The Museum of the History of Science in Oxford, England, has been creating virtual versions of their exhibitions since 1995. These online exhibits include Atmospheres, Anvilled Stars, Moonscope, Titan: A New World Explored, and Cosmographia.
Lab Out Loud is a podcast and blog that discusses science news and science education with leading scientists, researchers, science writers and other important figures in the field. The podcast, hosted by science teachers Dale Basler and Brian Bartel, covers a variety of topics in science and science education–the latest episode is Episode 95, Helping Students Imagine Mars.
Support for Lab Out Loud is provided by the National Science Teachers Association.
The public can fly along with NASA’s Voyager spacecraft as the twin probes head towards interstellar space, the space between stars. NASA’s Eyes on the Solar System program, a Web-based, video-game-like tool to journey with NASA’s spacecraft through the solar system, has added a Voyager module that takes viewers along for a ride with Voyager 1 as it explores the outer limits of the heliosphere.

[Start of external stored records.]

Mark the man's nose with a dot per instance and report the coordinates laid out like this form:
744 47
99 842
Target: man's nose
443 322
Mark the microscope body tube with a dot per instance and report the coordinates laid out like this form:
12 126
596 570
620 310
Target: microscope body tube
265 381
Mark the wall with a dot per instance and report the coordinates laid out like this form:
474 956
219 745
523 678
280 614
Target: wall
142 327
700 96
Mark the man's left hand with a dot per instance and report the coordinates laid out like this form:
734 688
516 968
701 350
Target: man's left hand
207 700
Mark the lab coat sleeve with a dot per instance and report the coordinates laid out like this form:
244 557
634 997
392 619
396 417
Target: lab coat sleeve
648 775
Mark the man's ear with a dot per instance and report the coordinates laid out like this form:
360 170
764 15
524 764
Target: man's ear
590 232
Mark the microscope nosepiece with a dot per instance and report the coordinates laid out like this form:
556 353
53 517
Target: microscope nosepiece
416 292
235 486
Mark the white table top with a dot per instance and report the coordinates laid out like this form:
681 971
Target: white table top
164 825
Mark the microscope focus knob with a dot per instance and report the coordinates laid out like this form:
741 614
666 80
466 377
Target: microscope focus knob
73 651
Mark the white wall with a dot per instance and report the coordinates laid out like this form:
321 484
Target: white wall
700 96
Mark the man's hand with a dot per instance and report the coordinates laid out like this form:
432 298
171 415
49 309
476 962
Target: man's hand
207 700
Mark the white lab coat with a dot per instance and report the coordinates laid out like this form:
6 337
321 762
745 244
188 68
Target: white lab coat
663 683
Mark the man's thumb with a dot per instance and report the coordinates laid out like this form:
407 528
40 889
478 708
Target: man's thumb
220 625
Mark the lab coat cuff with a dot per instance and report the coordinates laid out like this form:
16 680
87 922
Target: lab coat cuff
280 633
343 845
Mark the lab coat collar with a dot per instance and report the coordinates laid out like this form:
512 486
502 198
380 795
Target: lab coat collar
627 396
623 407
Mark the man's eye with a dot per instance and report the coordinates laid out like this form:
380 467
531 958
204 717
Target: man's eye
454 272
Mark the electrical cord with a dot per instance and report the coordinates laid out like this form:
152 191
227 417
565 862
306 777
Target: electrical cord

Time has been sped up to show one day per second. Rolls and other maneuvers are incorporated into the program, based on actual spacecraft navigation data. The charged particle data are also shown.
Join the conversation with Brian Day and learn more about the next NASA mission to the Moon, LADEE. New discoveries find the Moon a far more exciting place than we previously thought. This August, NASA’s Lunar Atmosphere and Dust Environment Explorer (LADEE) — part of the new generation of robotic lunar explorers) — will launch from Wallops Flight Facility, and orbit the Moon! This mission will be the FIRST launch of the new Minotaur V rocket and will provide us with a greater understanding of the structure of the very thin lunar atmosphere and dust within it. LADEE will also provide opportunities for you to get involved through citizen science and observations during the mission. Come with questions and be prepared to learn how YOU can get involved!
The MyMoon webcast will be held on Tuesday, May 21, at 8 pm EDT.
The Franklin Institute presents “The Case Files” online, highlighting individuals from the history of science and technology. Each thematic group of case files begins with commentary from a distinguished historian of the discipline. All contain scans of related newspaper clippings, personal letters, book excerpts, and more, and some have podcasts. Topics include computing, transportation, cosmic inquiry, energy and communications.
The Engines of Our Ingenuity turns 25 this year. Engines is a radio program that tells the story of how our culture is formed by human creativity. Written and hosted by John Lienhard and other contributors, it is heard nationally on Public Radio and produced by KUHF-FM Houston. Among other features, this website houses the transcripts for every episode heard since the show’s inception in 1988. There are also lots of extras, such as audio files, episodes in Spanish, and related talks and papers.
HubbleSource is a growing collection of resources for educators, developers, interpreters, producers, and other professionals in museums, planetaria, nature centers, observatory and park visitor centers, and other free-choice learning venues. Its products and resources include exhibits and shows, source material, events and services. HubbleSource is part of the public outreach effort at the Space Telescope Science Institute.
The National Space Science Data Center (NSSDC), NASA’s permanent archive for space science mission data, has made available a large number of online books about planetary and lunar science and exploration. Their collection covers the planets of the solar system, manned and unmanned missions, Apollo documents, NASA history, technology, and more.
International Observe the Moon Night (InOMN) 2013 is Saturday, October 12. While it is still several months away, you can register your InOMN 2013 event now. Visit the registration page and put your event on the map.
The Aerospace Education Services Project (AESP), NASA’s longest-running K-12 education project, is offering free webinars open to all educators. There is no software to download and no special equipment is required to interact. Just go to the meeting room URL and use your name to sign in as a guest. Certificates of completion are available to participants. All webinars are hosted at https://meeting.psu.edu/neon.
Upcoming AESP webinars will feature the following topics: Space Faring, the Kepler Mission, Robotics, Engineering Design, Rockets, the Solar System, Mars, and the Sun.